ARMY chiefs have welcomed the Yorkshire Warriors, a new era in military history.
And they urged soldiers to wear their cap with `pride and optimism' with the birth of The Yorkshire Regiment.
Three of the region's famous infantry battalions - the 1st Battalion Duke of Wellington's Regiment, the 1st Battalion Prince of Wales's Own Regiment and the 1st Battalion Green Howards - went on parade yesterday and changed their old cap badges for the new Lion and Yorkshire Rose emblem of the new regiment.
The Dukes have had a 300-year history closely allied with Huddersfield and still recruit extensively in the town.
The Yorkshire Warriors, as they will be known, will be able to select light, armoured, air assault or reserve roles at locations all over the world.
The launch, which comes as the country's infantry units are restructured to create more flexible fully-manned regiments, took place on the anniversary of D-Day, as all the battalions were present at the Normandy landings 62 years ago.
In a special message to his troops, the new colonel of the regiment, Lieutenant General Nick Houghton, urged all members to wear their new cap badges with pride and optimism.
He added: "You will be carrying forward the finest traditions of your forebears.
"A new era is beginning and you can be proud to be at the very start of something new, exciting and challenging."
Lieutenant Colonel Mark Lodge, a Yorkshire Regiment spokesman, said: "This is a memorable day, when we step forward together as part of the same regimental family.
"It is an exciting time for our serving soldiers and new recruits, Regular and Territorial Army, as they will have the opportunity to choose between a wide variety of roles.
"The Yorkshire Regiment will also provide the ultimate in sporting opportunities.
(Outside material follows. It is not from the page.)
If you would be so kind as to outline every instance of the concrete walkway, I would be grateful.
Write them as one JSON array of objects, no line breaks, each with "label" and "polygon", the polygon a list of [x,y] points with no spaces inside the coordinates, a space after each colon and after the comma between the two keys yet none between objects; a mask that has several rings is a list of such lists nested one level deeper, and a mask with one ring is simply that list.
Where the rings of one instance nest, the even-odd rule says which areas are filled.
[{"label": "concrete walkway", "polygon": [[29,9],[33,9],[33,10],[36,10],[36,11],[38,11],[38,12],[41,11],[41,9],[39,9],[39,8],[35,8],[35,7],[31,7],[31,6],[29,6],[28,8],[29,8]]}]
In fact, we have four soldiers who are to row in the Shepherd Ocean Fours Transatlantic Challenge, setting off in a few days time in New York."
A total of 2,300 officers and soldiers in four battalions - three Regular and one Territorial - will form the new regiment. Some 1,700 youngsters from the Army Cadet Force and Combined Cadet Force will be affiliated to it.
The colonel in chief of the new regiment, which will recruit from within the historic boundaries of Yorkshire, including Cleveland, will be the Duke of York.